An umpire power couple

Not surprisingly, Bob and Terree met through umpiring, and both agree that the marriage is rooted in their mutual dedication to the game.

And they have each other’s backs, something that helps them both deal with the onslaught of backlash they, like most umpires, endure on the job.

Does Terree get treated differently as a female umpire? They both nod without hesitation.

“‘I’d call him and say, ‘I quit, they said I’m horrible.’ And he’d say, ‘no, no,’ let me talk to them,'” remembers Terree.

The couple agree that umpiring requires authority, conviction and the ability to shut down an unruly team.

“I always say, ‘Coach do you want to talk to [your team] or do you want me to talk to them? cause you won’t like it if I do it,'” said Cochrane. “There’s a game being played within this game, once you figure that out, it’s easier to umpire. Just know that they’re working you, and that’s what you should be looking out for.”

Under Cochrane’s direction, Terree has learned to put her foot down too.

“We’re officials, we call what we see,” she said.
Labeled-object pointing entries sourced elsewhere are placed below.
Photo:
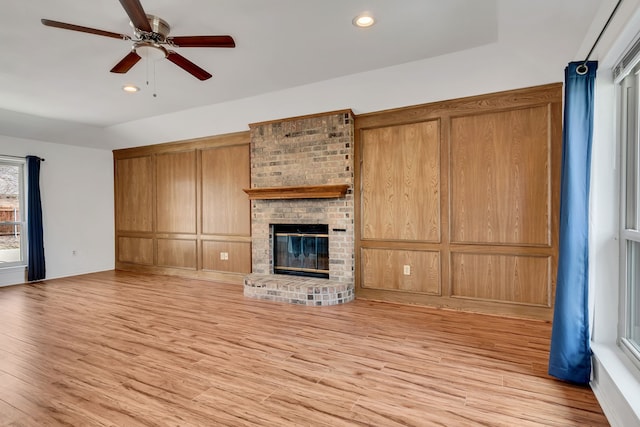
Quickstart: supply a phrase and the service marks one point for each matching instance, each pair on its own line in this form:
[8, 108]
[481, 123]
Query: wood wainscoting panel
[520, 279]
[176, 192]
[473, 182]
[238, 256]
[384, 269]
[177, 253]
[501, 177]
[401, 182]
[225, 207]
[134, 194]
[135, 250]
[173, 197]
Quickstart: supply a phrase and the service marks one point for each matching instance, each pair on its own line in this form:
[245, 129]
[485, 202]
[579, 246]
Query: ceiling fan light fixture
[364, 20]
[130, 88]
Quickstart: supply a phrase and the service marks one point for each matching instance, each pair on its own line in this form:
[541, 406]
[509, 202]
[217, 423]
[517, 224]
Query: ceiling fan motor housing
[159, 30]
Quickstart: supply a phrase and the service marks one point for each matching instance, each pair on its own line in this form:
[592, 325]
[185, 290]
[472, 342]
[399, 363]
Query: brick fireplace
[302, 173]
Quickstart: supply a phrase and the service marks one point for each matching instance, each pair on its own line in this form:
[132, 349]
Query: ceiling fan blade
[202, 41]
[65, 26]
[187, 65]
[136, 14]
[126, 63]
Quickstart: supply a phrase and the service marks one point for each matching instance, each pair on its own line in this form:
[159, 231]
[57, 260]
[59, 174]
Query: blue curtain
[36, 266]
[570, 354]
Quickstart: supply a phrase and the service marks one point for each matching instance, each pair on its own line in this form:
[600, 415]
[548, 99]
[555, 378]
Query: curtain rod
[582, 69]
[20, 157]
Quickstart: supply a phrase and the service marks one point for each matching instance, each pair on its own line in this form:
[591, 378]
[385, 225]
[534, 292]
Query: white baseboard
[616, 385]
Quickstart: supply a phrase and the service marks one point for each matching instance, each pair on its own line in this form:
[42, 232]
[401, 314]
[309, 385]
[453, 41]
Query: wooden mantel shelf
[302, 192]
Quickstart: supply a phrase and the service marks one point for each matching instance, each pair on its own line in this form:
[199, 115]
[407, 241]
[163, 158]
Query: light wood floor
[121, 349]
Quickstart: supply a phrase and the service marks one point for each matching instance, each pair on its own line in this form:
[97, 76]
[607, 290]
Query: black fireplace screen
[301, 249]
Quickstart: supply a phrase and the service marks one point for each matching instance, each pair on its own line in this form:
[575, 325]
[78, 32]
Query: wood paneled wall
[179, 206]
[458, 203]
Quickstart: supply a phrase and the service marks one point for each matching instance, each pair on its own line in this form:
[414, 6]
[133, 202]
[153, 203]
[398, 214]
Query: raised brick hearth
[297, 290]
[306, 151]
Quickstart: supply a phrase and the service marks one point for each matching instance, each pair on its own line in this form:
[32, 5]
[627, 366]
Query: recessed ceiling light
[130, 88]
[363, 21]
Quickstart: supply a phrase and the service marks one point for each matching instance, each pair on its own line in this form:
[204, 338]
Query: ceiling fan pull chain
[155, 95]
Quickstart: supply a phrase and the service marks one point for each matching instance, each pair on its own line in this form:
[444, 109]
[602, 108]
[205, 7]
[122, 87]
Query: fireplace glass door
[301, 249]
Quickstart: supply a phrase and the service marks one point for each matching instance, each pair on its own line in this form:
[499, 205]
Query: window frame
[629, 209]
[22, 186]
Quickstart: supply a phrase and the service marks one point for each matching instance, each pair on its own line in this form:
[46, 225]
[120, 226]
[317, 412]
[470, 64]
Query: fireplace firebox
[301, 249]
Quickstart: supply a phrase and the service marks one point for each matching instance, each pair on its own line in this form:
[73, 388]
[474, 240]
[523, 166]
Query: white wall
[77, 203]
[482, 70]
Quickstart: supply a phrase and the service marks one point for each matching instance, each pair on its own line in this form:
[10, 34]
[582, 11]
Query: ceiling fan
[151, 34]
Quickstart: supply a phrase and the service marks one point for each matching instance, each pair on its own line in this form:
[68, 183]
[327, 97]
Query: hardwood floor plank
[125, 349]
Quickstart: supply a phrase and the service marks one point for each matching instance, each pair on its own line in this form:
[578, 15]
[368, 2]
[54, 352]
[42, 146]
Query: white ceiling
[64, 75]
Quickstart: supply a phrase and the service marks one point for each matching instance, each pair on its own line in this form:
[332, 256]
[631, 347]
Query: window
[630, 213]
[12, 213]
I don’t care if they won 30-0… we just yell what we see…Sometimes it just takes a stern: ‘That’s enough’ or ‘Coach this is your warning,'” she added. “If they swear right at you, they’re gone, off the field.”

Bob Cochrane is now semi-retired, but still umpiring. And after 38 years as a carrier with Canada Post, Terree is about to retire and wear her blue umpire uniform more than she ever has. She’s hoping to umpire fast pitch at the Canada Cup, and says the award will push her to do even more with her ball career.

“We’d like to be really humble…but this is huge.” says Terree, doing a little dance.

“It goes unrecognized. It’s like any job, what you get credit for are the bad things. Nobody phones when you’ve do a great job. So to be chosen is huge.”